Con su pulmón enfermo y otro resistiendo, con su voz flaca y ronca que no se callaba (porque quien calla lo que ve, lo consiente), su mirada magnífica, su espalda derecha, sus zapatos viejos, aguantó vivo su cáncer y la dictadura. Terminaron juntas, ambas cosas tremendas. El 15 de febrero de 1985 Uruguay volvió a la democracia. Y, mientras esa mañana de verano muchos leíamos en Jaque la contratapa que escribió horas antes recordando a su amigo Mario Arregui, murió Maneco Flores.
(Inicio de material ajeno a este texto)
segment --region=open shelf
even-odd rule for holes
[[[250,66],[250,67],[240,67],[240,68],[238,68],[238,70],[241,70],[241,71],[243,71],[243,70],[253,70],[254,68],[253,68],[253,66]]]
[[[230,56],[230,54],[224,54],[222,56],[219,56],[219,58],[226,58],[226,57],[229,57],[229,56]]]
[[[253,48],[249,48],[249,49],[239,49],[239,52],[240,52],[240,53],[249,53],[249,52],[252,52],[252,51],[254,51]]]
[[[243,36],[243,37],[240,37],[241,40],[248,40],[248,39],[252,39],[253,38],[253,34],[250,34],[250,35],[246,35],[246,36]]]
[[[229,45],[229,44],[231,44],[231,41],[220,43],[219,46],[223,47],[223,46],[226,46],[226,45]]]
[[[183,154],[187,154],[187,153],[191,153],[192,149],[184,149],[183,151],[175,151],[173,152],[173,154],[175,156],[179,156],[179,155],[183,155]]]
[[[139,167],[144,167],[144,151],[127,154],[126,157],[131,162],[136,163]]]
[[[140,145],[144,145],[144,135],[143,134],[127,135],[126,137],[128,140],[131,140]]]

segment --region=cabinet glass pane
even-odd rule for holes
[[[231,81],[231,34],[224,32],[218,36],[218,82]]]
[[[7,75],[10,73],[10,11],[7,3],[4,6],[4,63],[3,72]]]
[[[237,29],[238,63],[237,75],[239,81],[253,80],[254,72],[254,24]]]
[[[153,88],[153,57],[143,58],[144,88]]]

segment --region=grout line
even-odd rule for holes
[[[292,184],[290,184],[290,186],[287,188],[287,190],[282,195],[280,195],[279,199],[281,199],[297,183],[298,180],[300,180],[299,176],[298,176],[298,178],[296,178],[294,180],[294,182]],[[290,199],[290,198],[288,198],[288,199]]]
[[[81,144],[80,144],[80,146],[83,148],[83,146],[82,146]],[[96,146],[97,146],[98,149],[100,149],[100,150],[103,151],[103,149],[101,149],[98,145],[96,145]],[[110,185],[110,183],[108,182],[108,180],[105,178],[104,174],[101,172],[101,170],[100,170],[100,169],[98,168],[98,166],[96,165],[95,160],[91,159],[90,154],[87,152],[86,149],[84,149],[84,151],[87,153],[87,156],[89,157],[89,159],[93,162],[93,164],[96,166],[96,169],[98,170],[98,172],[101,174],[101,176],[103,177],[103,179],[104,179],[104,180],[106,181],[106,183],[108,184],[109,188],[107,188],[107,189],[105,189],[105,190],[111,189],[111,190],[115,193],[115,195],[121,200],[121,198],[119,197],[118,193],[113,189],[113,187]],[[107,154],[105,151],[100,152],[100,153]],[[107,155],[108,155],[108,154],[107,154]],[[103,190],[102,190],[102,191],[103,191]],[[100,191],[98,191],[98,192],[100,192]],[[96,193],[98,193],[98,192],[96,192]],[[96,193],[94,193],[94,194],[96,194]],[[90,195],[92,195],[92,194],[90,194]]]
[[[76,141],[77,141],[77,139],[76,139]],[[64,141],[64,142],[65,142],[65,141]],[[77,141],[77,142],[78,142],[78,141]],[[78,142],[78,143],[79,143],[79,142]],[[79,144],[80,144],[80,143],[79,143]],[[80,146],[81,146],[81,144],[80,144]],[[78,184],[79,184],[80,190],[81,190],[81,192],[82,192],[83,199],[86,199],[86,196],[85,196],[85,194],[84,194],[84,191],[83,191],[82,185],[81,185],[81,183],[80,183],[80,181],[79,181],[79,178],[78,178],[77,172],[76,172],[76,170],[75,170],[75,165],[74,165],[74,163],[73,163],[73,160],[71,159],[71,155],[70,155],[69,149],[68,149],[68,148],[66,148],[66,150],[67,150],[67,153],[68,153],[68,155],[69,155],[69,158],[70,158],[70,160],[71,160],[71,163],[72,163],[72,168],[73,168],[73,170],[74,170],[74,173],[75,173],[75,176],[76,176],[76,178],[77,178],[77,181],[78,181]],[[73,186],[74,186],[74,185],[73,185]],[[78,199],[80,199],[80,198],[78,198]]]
Mario Arregui y Maneco se fueron casi juntos del Uruguay que amaron. De ese Uruguay de discursos opuestos, pero posibles. De un Uruguay donde si Flores tenía que hablar en una plaza y no le funcionaban los micrófonos, venía Arregui con los parlantes del Partido Comunista (¡que siempre funcionaban bien!) y se los prestaba para que las palabras batllistas de su amigo pudieran ser escuchadas. 

***

 Maneco –que tenía la edad de un padre cuando me hizo falta, y esa edad no era tanta, ahora que veo– no se cansaba de sacar, de su larga memoria, pedazos de historia que nos regalaba para que nos resultaran familiares, amados, valorados.

Una de las últimas cosas que se levantó para reclamar con sus cuerdas vocales averiadas y solemnes fue “¡Amnistía ya!”; amnistía para sus adversarios, que eran personas.

Creo que el equivalente de los muertos en las Malvinas –que no ganaron las islas pero ganaron la vuelta a la democracia en Argentina– fue, en la Banda Oriental, la muerte de Roslik, ese hombre joven con nombre ruso, que era médico en un pueblo. “Oremos por el alma de Vladimir Roslik, que murió asesinado”, dijo el sacerdote que ofició el funeral. Maneco hizo repetir esa frase en la tapa de Jaque. Sonó como el hondazo de David en la frente de Goliat.

Me acuerdo de la voz de Maneco Flores Mora diciendo: “Lo que le importa a la historia es la verdad”.

¿Se acuerdan de él? ¿Su gabardina, su gorra a cuadros, la espalda derecha y el pulóver salpicado de agujeritos por las chispas de los cigarrillos Nevada?

Murió el mismo día en que reabrían las cámaras, el 15 de febrero de 1985. Si en vez de decir “velar las armas” se pudiera decir de alguien “veló la libertad”, habría que decir eso de él.

El 4 de setiembre cumpliría 94 años.

Seguro, seguiría leyendo para los demás.